这波打好像持续了一个世纪,等一切风平浪静后,龚超觉得自己哪哪都疼,躺在地上根本爬不起来。
杨卫成大汗淋漓,转身推着自行车就跑,一直骑出一千多米,他才停下来喘口气,忍不住扶腰哈哈大笑。

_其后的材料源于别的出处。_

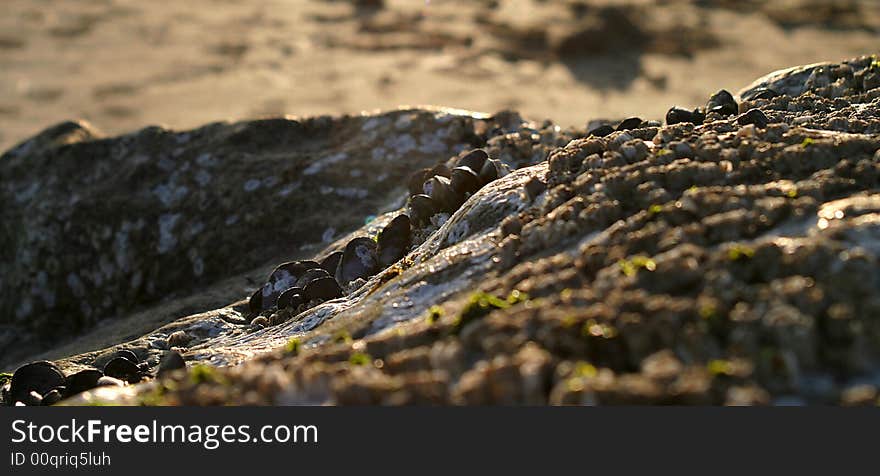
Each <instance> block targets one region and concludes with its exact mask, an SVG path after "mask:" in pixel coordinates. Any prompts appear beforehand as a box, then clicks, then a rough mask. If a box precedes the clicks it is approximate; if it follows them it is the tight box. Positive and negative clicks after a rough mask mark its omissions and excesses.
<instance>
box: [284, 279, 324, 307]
mask: <svg viewBox="0 0 880 476" xmlns="http://www.w3.org/2000/svg"><path fill="white" fill-rule="evenodd" d="M329 276H330V275H329V274H325V275H324V276H323V277H329ZM310 282H311V281H310ZM304 294H305V290H304V289H303V288H301V287H293V288H290V289H288V290H287V291H284V292H283V293H281V295H280V296H278V309H284V308H288V307H289V308H292V309H296V308H297V307H299V306H300V304H303V302H304V301H303V295H304Z"/></svg>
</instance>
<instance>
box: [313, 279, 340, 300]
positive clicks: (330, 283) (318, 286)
mask: <svg viewBox="0 0 880 476" xmlns="http://www.w3.org/2000/svg"><path fill="white" fill-rule="evenodd" d="M338 297H342V289H341V288H340V287H339V283H337V282H336V280H335V279H333V278H331V277H326V278H319V279H316V280H314V281H312V282H310V283H309V285H308V286H306V289H305V294H304V298H305V301H306V302H308V301H312V300H314V299H320V300H322V301H327V300H330V299H336V298H338Z"/></svg>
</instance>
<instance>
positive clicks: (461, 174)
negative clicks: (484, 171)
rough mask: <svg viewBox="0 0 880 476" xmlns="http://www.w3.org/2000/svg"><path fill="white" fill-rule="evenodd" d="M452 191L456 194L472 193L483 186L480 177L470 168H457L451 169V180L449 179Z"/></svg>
mask: <svg viewBox="0 0 880 476" xmlns="http://www.w3.org/2000/svg"><path fill="white" fill-rule="evenodd" d="M449 183H450V185H452V189H453V190H455V191H456V192H457V193H458V194H460V195H464V194H466V193H474V192H476V191H477V190H479V189H480V187H482V186H483V183H482V181H481V180H480V176H479V175H478V174H477V173H476V172H475V171H474V170H473V169H471V168H470V167H467V166H459V167H456V168H454V169H452V178H450V179H449Z"/></svg>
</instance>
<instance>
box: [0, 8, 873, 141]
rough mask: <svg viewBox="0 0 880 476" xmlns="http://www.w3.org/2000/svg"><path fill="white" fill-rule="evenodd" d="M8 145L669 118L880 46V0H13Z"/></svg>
mask: <svg viewBox="0 0 880 476" xmlns="http://www.w3.org/2000/svg"><path fill="white" fill-rule="evenodd" d="M2 4H3V15H2V16H0V149H3V150H6V149H7V148H9V147H11V146H12V145H14V144H15V143H16V142H18V141H20V140H23V139H25V138H26V137H28V136H30V135H33V134H35V133H36V132H38V131H39V130H41V129H43V128H44V127H46V126H48V125H51V124H53V123H56V122H59V121H61V120H65V119H73V118H84V119H86V120H88V121H90V122H92V124H93V125H94V126H96V127H97V128H98V129H99V130H102V131H103V132H105V133H111V134H113V133H121V132H125V131H129V130H133V129H137V128H141V127H144V126H146V125H149V124H162V125H166V126H169V127H173V128H187V127H194V126H197V125H200V124H204V123H207V122H213V121H218V120H226V119H242V118H253V117H264V116H270V115H282V114H288V115H295V116H307V115H318V114H341V113H358V112H360V111H363V110H374V109H379V108H382V109H385V108H393V107H397V106H399V105H418V104H437V105H443V106H449V107H458V108H464V109H472V110H478V111H484V112H494V111H498V110H501V109H516V110H518V111H520V112H522V113H523V114H524V115H525V116H526V117H528V118H531V119H535V120H542V119H545V118H551V119H553V120H554V121H556V122H558V123H559V124H561V125H563V126H569V125H577V126H583V125H584V124H585V123H586V122H587V121H588V120H590V119H595V118H620V117H625V116H631V115H639V116H642V117H644V118H646V119H656V118H662V116H663V114H664V113H665V111H666V110H667V109H668V107H669V106H671V105H673V104H681V105H685V106H694V105H698V104H703V103H704V102H705V99H706V97H707V96H708V94H709V93H711V92H712V91H714V90H717V89H719V88H728V89H730V90H732V91H736V90H737V89H739V88H741V87H743V86H745V85H747V84H748V83H749V82H751V81H752V80H753V79H755V78H756V77H758V76H761V75H763V74H766V73H768V72H770V71H773V70H776V69H780V68H784V67H787V66H792V65H797V64H804V63H811V62H817V61H825V60H841V59H844V58H848V57H852V56H857V55H860V54H866V53H877V52H878V50H880V48H878V46H880V41H878V39H880V2H878V1H876V0H838V1H835V0H543V1H541V0H430V1H426V0H384V1H383V0H185V1H178V0H153V1H146V0H2Z"/></svg>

“爽!看你再跟老子玩阴的……”他吼一声,晾了晾汗,骑上车悠哉悠哉回宾馆。
龙天公司,总经理办公室。
李忠坐在宽厚的老板椅里,手里捏着一根和他手指差不多粗的雪茄。
看着眼前猪头一样的助理,李忠心里一股无名火乱窜。
叩叩叩!
他肥硕的手指关节狠狠敲着桌面:“这点小事都办不成,我一个月给你那么多钱,难不成养了条狗?”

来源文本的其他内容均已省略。